I built a runbook generator with FastAPI and Groq — here's how it works

#devops #python #fastapi #opensource

Every time there's an incident or a deployment, I need a runbook. The structure is always the same: Overview → Prerequisites → Procedure → Verification → Troubleshooting → Rollback.

I got tired of filling in the same skeleton over and over, so I built Auto Runbook Generator.

What it does

Paste a Kubernetes YAML, a docker-compose file, or just describe your system in plain English. Pick a runbook type (deployment, incident response, rollback, maintenance, onboarding). Get a complete Markdown runbook back in seconds.
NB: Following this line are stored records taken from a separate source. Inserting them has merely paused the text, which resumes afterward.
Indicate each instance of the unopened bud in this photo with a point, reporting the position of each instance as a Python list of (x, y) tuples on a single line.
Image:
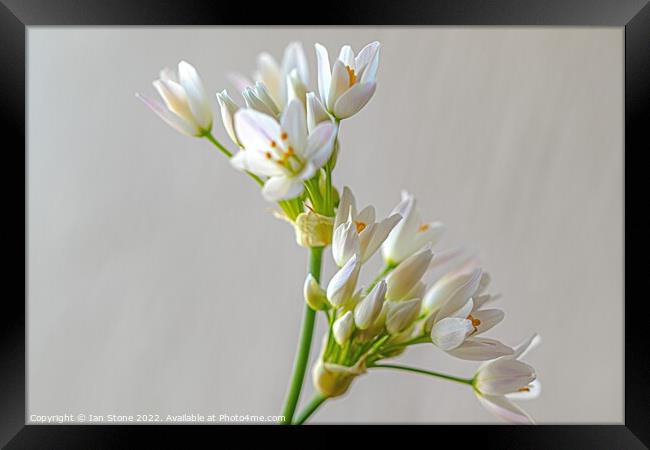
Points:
[(314, 294)]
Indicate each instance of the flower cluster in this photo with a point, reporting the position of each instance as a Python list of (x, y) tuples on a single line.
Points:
[(286, 138)]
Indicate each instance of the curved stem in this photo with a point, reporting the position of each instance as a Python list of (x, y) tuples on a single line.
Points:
[(304, 345), (424, 372), (309, 409)]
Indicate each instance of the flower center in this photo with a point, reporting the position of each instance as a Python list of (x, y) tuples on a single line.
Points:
[(352, 76)]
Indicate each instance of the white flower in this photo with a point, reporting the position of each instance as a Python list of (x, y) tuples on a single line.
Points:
[(341, 287), (402, 314), (455, 318), (347, 86), (187, 107), (411, 233), (314, 295), (275, 77), (401, 281), (358, 232), (228, 109), (369, 308), (316, 113), (498, 382), (343, 328), (282, 151)]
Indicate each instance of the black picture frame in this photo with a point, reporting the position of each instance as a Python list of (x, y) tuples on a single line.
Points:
[(634, 15)]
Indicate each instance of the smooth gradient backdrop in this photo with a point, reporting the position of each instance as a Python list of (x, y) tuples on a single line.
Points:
[(160, 283)]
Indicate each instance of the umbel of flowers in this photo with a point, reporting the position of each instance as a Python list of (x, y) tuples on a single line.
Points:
[(285, 138)]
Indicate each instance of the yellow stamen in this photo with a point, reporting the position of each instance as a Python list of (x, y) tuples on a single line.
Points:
[(352, 76)]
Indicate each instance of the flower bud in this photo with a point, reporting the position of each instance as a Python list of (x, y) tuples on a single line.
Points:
[(313, 229), (341, 287), (343, 328), (405, 277), (367, 311), (228, 109), (345, 243), (401, 315), (314, 294)]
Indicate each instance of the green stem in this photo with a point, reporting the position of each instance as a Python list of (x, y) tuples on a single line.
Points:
[(309, 409), (424, 372), (228, 154), (304, 346)]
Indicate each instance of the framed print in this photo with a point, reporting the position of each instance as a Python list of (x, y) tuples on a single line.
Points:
[(412, 215)]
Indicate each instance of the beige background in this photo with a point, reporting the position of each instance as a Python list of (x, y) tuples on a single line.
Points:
[(160, 283)]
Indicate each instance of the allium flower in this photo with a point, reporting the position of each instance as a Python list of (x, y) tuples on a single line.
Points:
[(455, 319), (282, 151), (498, 382), (279, 81), (358, 232), (187, 107), (411, 233), (347, 86)]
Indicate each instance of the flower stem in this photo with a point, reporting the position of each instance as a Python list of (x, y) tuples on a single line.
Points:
[(309, 409), (228, 154), (423, 372), (304, 345)]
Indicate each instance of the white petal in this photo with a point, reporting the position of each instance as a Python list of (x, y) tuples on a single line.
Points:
[(228, 109), (488, 317), (295, 58), (281, 187), (522, 349), (256, 130), (339, 84), (320, 144), (341, 287), (450, 332), (316, 113), (504, 408), (172, 119), (175, 99), (407, 274), (367, 62), (462, 294), (504, 376), (271, 76), (346, 56), (352, 100), (197, 99), (368, 310), (530, 392), (324, 73), (481, 349), (294, 122), (401, 315), (345, 243), (382, 230), (239, 81), (347, 207)]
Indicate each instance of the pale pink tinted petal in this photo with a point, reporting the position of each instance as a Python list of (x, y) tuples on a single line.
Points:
[(354, 99), (324, 73), (504, 408), (169, 117)]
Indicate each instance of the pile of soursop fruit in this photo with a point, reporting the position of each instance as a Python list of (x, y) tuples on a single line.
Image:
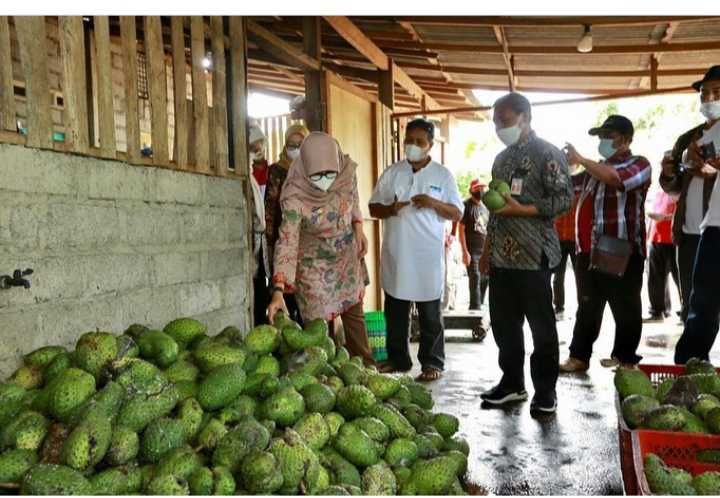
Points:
[(177, 412), (688, 403), (665, 480)]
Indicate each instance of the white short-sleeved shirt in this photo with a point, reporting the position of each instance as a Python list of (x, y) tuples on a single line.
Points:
[(412, 257)]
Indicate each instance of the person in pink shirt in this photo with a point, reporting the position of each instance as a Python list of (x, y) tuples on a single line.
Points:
[(662, 256)]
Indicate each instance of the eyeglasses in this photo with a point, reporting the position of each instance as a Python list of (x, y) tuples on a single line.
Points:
[(330, 175)]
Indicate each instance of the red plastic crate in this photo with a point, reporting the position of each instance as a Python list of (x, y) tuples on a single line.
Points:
[(628, 467), (677, 449)]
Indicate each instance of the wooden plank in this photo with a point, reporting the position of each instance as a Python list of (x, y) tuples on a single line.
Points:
[(535, 20), (33, 56), (199, 86), (157, 86), (281, 49), (177, 36), (75, 91), (132, 123), (238, 48), (386, 86), (106, 112), (315, 103), (355, 37), (8, 118), (220, 124)]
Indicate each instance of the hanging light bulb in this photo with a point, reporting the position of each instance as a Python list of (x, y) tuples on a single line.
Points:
[(585, 43)]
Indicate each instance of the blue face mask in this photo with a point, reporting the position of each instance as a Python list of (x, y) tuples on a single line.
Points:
[(606, 149)]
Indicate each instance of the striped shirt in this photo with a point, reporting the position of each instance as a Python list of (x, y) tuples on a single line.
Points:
[(616, 212), (541, 173)]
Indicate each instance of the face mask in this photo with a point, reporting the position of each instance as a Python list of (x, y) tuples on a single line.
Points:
[(510, 135), (414, 154), (606, 149), (293, 152), (323, 183), (711, 110)]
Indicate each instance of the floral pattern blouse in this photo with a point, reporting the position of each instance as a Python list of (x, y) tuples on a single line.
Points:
[(316, 256)]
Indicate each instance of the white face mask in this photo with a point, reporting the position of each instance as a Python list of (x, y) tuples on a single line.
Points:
[(510, 135), (293, 153), (711, 110), (323, 183), (606, 148), (414, 154)]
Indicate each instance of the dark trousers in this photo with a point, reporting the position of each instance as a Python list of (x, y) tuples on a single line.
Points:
[(567, 249), (432, 333), (687, 250), (478, 282), (514, 296), (595, 290), (662, 261), (261, 293), (703, 319)]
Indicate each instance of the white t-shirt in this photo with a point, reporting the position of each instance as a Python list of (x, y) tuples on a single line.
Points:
[(412, 257), (693, 206)]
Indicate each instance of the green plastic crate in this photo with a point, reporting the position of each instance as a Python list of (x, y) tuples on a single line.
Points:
[(377, 334)]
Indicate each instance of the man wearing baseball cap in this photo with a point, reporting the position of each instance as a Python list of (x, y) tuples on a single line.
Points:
[(472, 231), (611, 206), (703, 319)]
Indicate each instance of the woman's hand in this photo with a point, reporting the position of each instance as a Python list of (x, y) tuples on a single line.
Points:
[(277, 303), (361, 240)]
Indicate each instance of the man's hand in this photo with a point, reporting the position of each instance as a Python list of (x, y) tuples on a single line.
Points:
[(512, 207), (277, 303), (573, 157), (361, 240), (424, 201)]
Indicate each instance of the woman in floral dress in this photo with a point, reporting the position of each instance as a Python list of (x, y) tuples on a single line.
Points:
[(277, 174), (320, 250)]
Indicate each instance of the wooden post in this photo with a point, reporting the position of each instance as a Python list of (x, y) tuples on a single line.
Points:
[(386, 86), (180, 91), (157, 85), (33, 56), (132, 124), (238, 105), (200, 105), (220, 131), (315, 105), (7, 91), (653, 72), (72, 46), (106, 112)]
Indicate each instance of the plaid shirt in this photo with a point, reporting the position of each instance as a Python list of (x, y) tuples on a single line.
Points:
[(616, 212)]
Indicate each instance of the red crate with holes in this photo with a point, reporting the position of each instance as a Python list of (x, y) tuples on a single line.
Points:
[(677, 449), (657, 374)]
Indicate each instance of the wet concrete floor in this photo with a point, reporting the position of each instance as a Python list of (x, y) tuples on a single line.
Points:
[(574, 452)]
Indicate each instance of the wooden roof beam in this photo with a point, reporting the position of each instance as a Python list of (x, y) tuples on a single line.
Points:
[(561, 50), (372, 52), (509, 63), (535, 20), (279, 48)]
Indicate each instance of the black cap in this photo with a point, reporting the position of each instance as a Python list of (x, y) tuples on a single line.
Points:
[(712, 74), (617, 123)]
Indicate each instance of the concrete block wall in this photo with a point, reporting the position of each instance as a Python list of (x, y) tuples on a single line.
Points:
[(114, 244)]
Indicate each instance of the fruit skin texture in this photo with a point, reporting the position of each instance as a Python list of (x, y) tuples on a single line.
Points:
[(221, 386), (14, 464), (48, 479), (184, 331)]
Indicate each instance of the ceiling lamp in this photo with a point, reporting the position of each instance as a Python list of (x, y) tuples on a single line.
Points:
[(585, 43)]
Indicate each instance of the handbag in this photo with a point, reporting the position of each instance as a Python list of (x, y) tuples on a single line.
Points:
[(611, 256)]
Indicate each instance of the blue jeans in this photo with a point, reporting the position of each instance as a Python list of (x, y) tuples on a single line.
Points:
[(703, 319)]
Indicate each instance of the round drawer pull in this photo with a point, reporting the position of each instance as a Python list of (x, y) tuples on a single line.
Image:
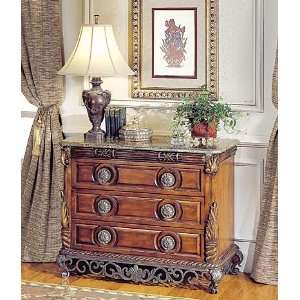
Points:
[(167, 179), (167, 243), (104, 175), (104, 206), (167, 211), (104, 237)]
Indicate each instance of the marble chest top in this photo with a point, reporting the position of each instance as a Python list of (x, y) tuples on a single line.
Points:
[(158, 143)]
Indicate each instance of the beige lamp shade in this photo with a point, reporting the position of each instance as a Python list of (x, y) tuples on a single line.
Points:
[(96, 54)]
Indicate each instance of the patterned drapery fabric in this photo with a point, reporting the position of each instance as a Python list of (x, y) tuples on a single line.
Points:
[(42, 170), (265, 268)]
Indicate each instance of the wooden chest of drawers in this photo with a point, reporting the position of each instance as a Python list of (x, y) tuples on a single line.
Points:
[(149, 213)]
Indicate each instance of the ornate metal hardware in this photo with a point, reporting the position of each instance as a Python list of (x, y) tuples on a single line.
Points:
[(105, 174), (104, 206), (167, 243), (104, 153), (167, 211), (167, 179), (104, 237)]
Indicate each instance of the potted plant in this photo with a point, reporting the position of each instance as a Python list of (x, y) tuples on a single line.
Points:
[(204, 114)]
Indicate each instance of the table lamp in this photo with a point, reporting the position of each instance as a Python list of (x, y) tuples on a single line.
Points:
[(97, 55)]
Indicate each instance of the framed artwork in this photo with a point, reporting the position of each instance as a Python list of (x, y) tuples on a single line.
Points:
[(173, 47), (174, 43)]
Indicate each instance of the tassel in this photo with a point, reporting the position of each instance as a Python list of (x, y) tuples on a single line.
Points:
[(37, 132)]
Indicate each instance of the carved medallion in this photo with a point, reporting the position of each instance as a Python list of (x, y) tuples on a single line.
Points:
[(105, 174), (104, 237), (167, 179), (167, 243), (104, 206), (168, 211)]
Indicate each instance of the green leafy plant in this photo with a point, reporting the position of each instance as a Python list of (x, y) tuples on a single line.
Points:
[(204, 108)]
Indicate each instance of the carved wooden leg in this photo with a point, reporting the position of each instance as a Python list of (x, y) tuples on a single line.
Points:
[(215, 277), (236, 261)]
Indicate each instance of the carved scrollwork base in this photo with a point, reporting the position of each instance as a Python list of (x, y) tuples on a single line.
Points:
[(147, 270)]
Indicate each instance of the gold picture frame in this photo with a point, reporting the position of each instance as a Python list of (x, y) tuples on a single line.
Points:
[(135, 43)]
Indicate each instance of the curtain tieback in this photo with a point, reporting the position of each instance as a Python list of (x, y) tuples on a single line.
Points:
[(38, 126)]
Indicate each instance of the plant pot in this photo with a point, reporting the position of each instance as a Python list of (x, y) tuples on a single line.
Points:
[(204, 130)]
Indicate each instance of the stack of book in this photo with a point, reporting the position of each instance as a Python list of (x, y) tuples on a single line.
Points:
[(115, 119)]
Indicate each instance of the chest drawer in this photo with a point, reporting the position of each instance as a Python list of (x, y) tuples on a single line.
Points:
[(176, 211), (137, 240), (137, 177)]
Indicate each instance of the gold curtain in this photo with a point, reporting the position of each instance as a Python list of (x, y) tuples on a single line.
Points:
[(42, 170), (265, 268)]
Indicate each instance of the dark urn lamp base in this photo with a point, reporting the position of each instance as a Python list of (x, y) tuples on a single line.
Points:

Live demo: https://auto-runbook-gen-v0-1-0.onrender.com

How I built it

Backend: FastAPI + AsyncGroq

The core is a single /api/generate endpoint. It takes the user's input and runbook type, builds a prompt, and calls Groq's API with llama-3.3-70b.

response = await get_groq().chat.completions.create(
    model="llama-3.3-70b-versatile",
    messages=[
        {"role": "system", "content": SYSTEM_PROMPT},
        {"role": "user", "content": user_prompt},
    ],
    max_tokens=2048,
    temperature=0.3,
)

I use AsyncGroq (not Groq) because FastAPI is async — calling a sync client inside an async endpoint blocks the event loop.

Rate limiting: slowapi

Free tier gets 10 generations/day per IP. Pro API key bypasses this.

@app.post("/api/generate")
@limiter.limit("10/day")
async def generate(request: Request, ...):

The system prompt matters a lot

The prompt enforces a consistent structure with 6 sections every time:

# [Service Name] Runbook
## Overview
## Prerequisites
## Procedure
## Verification
## Troubleshooting
## Rollback

Low temperature (0.3) keeps outputs consistent and factual rather than creative.

Frontend: zero dependencies

Single HTML file, vanilla JS. fetch() to call the API, navigator.clipboard to copy the result. No React, no build step.

Deploy: Docker on Render

FROM python:3.12-slim
WORKDIR /app
COPY requirements.txt .
RUN pip install --no-cache-dir -r requirements.txt
COPY . .
CMD ["uvicorn", "app.main:app", "--host", "0.0.0.0", "--port", "8000"]

Results

The output quality is good enough to use directly for most common cases. Kubernetes and Docker scenarios work especially well since the LLM has strong training data for those.